Entity extraction pulls structured information from unstructured text: names, dates, amounts, organizations, locations, and domain-specific entities. It is the bridge between document AI and downstream business systems that need structured data.

Schema-Driven Extraction

Define the expected output schema explicitly and instruct the model to populate it.

Implementation - Provide the model with a target schema (JSON schema, data class definition, or structured description of expected fields) and the source text. The model extracts values for each field. This approach is reliable because the model has a clear target structure and the output is immediately parseable.

Schema design - Include field names, data types, descriptions, and examples of valid values. Specify whether each field is required or optional. For fields with constrained values (status codes, category enumerations), include the valid options. The more precise the schema, the more accurate the extraction.

Nested extraction - Complex entities contain sub-entities. An invoice has line items, each with their own fields. A contract has parties, each with addresses. Handle nested structures by defining the schema hierarchically and instructing the model to populate the full tree.

Named Entity Recognition (NER)

Identifying and classifying entities mentioned in text: people, organizations, locations, dates, monetary amounts, and custom entity types.

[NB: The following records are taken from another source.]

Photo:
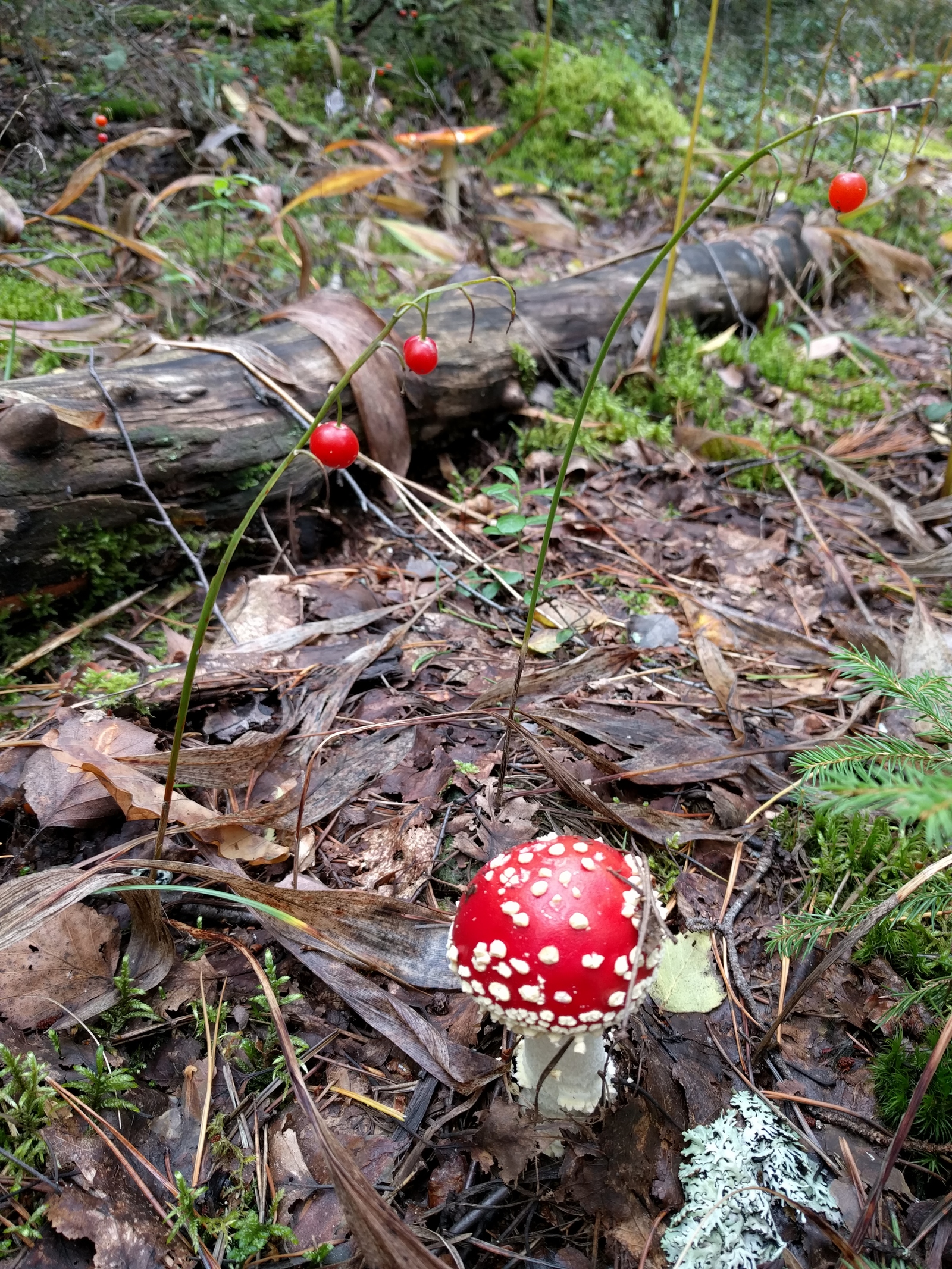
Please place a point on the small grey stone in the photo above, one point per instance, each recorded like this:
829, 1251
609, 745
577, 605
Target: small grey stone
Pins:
653, 630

Standard entities - Most LLMs handle standard entity types (person, organization, location, date, money) well out of the box. For these, a simple prompt asking the model to identify all entities of each type in the text produces reliable results.

Custom entities - Domain-specific entities (drug names, legal citations, product codes, internal project names) require explicit definition and examples. Provide the model with entity type definitions, 5-10 examples of each, and boundary cases that clarify what is and is not an entity of that type.

Entity linking - The same entity may be referenced multiple ways in a document (John Smith, Mr. Smith, he, the CEO). Entity linking connects these co-references to a single entity. LLMs handle this well when prompted to resolve co-references, but accuracy depends on the document’s ambiguity.

Relationship Extraction

Beyond identifying individual entities, extract the relationships between them.

Binary relationships - Extract pairs of entities and the relationship between them. “Acme Corp acquired Widget Inc in 2024” yields: (Acme Corp, acquired, Widget Inc, 2024). Define the relationship types you care about and provide examples.

Event extraction - Some relationships are better modeled as events with multiple participants and attributes. A financial transaction has a sender, receiver, amount, date, and purpose. Define event schemas and extract all attributes for each detected event.

Validation and Post-Processing

Extracted entities need validation before they enter downstream systems.

Type validation - Verify that extracted values match their expected types. Dates should parse as valid dates. Monetary amounts should be numeric. Email addresses should match a pattern. Reject or flag extractions that fail type validation.

Cross-field validation - Check consistency across extracted fields. Does the total match the sum of line items? Is the end date after the start date? Are referenced entities consistent (the same company name is used consistently throughout)?

Normalization - Standardize extracted values: date formats, currency codes, name capitalization, address formatting. This ensures extracted data integrates cleanly with downstream systems that expect specific formats.

Confidence scoring - Assign confidence scores to each extracted field based on the model’s certainty and the validation results. Route low-confidence extractions to human review while auto-processing high-confidence ones.